Aus
minister's climate quip draws ire of Pacific leaders
Australian
cabinet minister Peter Dutton has been labelled morally irresponsible
and arrogant after he was overheard quipping about the plight of
Pacific countries facing rising sea levels from climate change.
13
September, 2014
The
Immigration minister was yesterday speaking with the country's Prime
Minister, Tony Abbott, who had just returned from the Pacific Islands
Forum Summit in Papua New Guinea, where climate change was a key
focus.
Noting
that the meeting was running late, Mr Dutton remarked that it was
running to "Cape York time", to which Mr Abbott replied,
"we had a bit of that up in Port Moresby."
Australian
Federal Immigration and Border Protection Minister Peter Dutton. Photo: AAP
Mr
Dutton then responded: "Time doesn't mean anything when you're
about to have water lapping at your door," to which both Mr
Dutton and Mr Abbott laughed.
The
Social Services minister, Scott Morrison, then pointed out that there
was a large television microphone directly above them.
The
comments have stirred anger from the leaders of low-lying Pacific
nations struggling against rising sea levels and intensifying weather
systems.
The
president of Kiribati, Anote Tong, said the joke showed a sense of
moral irresponsibility unbecoming of leadership in any capacity.
He
also warned Mr Dutton that a future Australian immigration minister
will have to deal with a wave of Pacific refugees from low-lying
countries like Kiribati, if sea levels continue to rise.
The
foreign minister of the Marshall Islands, Tony de Brum, took to
Twitter to express his dismay, saying "[it] seems insensitivity
knows no bounds in the big polluting island down [south]."
Next
time waves are battering my home & my grandkids are scared, I’ll
ask Peter Dutton to come over, and we'll see if he is still laughing.
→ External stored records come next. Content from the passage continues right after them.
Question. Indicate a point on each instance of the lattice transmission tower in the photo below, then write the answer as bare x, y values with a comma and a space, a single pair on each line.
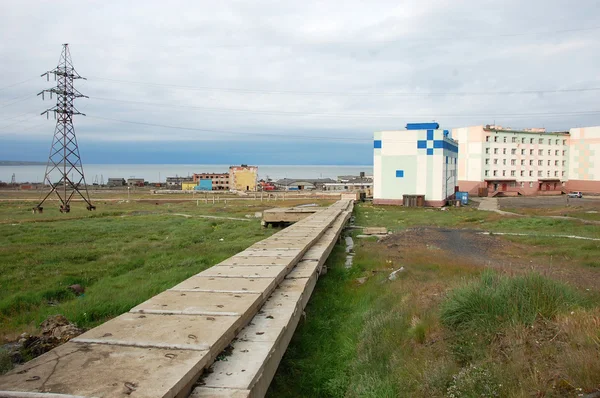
64, 170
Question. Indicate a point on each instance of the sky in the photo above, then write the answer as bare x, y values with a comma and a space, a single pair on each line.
291, 82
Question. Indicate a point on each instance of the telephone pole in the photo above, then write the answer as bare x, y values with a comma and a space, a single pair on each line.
64, 159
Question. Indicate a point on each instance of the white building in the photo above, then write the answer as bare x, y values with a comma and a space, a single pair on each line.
420, 160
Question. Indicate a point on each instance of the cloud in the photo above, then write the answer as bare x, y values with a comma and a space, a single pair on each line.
312, 68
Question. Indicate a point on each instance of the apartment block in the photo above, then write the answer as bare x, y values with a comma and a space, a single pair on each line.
506, 162
499, 161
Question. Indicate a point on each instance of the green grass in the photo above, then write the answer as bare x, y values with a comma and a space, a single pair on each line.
120, 259
494, 301
445, 329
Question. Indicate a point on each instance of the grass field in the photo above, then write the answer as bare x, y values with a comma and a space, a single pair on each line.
448, 327
122, 254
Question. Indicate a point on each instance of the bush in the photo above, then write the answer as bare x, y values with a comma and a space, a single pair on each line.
493, 301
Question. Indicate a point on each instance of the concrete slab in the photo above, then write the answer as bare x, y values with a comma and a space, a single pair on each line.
226, 285
304, 269
199, 303
262, 261
183, 332
245, 271
95, 370
242, 367
206, 392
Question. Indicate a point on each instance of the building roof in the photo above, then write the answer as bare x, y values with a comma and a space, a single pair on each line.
292, 181
536, 131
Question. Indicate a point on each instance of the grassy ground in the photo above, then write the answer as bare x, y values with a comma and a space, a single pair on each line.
449, 326
122, 254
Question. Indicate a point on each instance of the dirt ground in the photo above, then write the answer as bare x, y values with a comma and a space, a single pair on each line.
534, 202
470, 247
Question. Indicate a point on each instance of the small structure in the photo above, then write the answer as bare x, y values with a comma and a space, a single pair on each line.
204, 185
116, 182
175, 182
286, 215
243, 178
294, 184
420, 160
135, 182
188, 185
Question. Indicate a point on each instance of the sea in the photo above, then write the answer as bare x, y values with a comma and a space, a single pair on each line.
96, 173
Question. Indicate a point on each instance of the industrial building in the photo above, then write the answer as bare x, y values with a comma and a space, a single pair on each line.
188, 185
243, 178
115, 182
292, 184
420, 160
218, 181
135, 182
497, 161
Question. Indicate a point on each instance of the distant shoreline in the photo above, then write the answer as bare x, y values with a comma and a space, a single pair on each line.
20, 163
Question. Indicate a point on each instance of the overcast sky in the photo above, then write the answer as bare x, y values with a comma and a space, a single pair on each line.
281, 73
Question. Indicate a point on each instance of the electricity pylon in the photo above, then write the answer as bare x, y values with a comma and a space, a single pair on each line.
64, 170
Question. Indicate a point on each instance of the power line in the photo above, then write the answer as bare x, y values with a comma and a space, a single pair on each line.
346, 93
228, 132
16, 84
352, 115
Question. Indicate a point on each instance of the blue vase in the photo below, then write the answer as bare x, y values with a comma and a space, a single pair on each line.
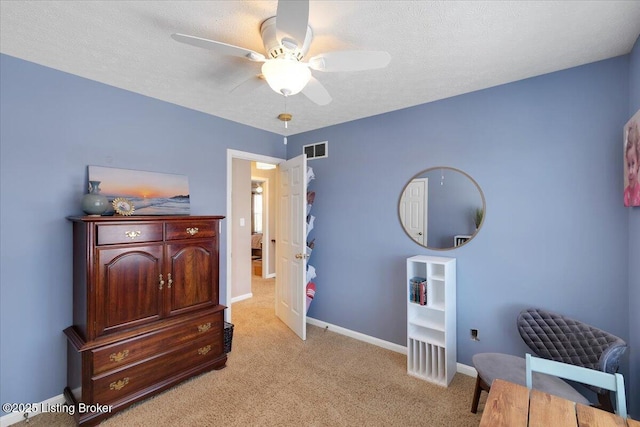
94, 203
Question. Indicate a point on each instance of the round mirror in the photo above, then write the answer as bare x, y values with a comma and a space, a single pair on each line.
441, 208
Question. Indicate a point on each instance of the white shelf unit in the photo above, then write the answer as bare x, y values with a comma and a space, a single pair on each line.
431, 326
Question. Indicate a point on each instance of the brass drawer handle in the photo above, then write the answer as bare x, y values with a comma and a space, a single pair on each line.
204, 327
204, 350
119, 356
118, 385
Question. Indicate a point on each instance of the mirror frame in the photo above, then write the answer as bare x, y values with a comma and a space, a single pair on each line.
423, 172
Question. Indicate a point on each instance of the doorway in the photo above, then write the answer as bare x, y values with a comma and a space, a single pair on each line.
238, 257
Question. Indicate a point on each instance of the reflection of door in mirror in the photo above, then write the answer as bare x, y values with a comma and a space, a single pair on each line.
438, 208
413, 209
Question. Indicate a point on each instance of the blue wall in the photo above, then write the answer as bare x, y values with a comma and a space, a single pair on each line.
545, 151
52, 126
634, 253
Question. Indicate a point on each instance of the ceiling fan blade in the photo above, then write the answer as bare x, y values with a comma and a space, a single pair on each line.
219, 47
316, 92
292, 19
357, 60
249, 85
— Tony de Brum (@MinisterTdB) September 11, 2015
Mr
de Brum continued: "Next time waves are battering my home and my
grandkids are scared, I'll ask Peter Dutton to come over, and we'll
see if he is still laughing."
Mr
Dutton has refused to comment about his joke, describing the exchange
as a private conversation.
Large
waves in Marshall Islands Photo: RNZI/Giff
Johnson
That
conversation was only hours after the Pacific Islands Forum meeting
highlighted a growing chasm between the Pacific countries and
Australia and New Zealand on the issue of climate change.
Early
on in the summit, conflicting views emerged as small island states
like Kiribati and Palau reiterated their calls for greater action
from more developed nations, such as New Zealand and Australia.
The
major sticking point was a call for emissions to be lowered to the
point where global temperatures would not increase more than 1.5°C
above pre-industrial levels, while New Zealand and Australia have so
far stuck with the UN promoted target of 2°C.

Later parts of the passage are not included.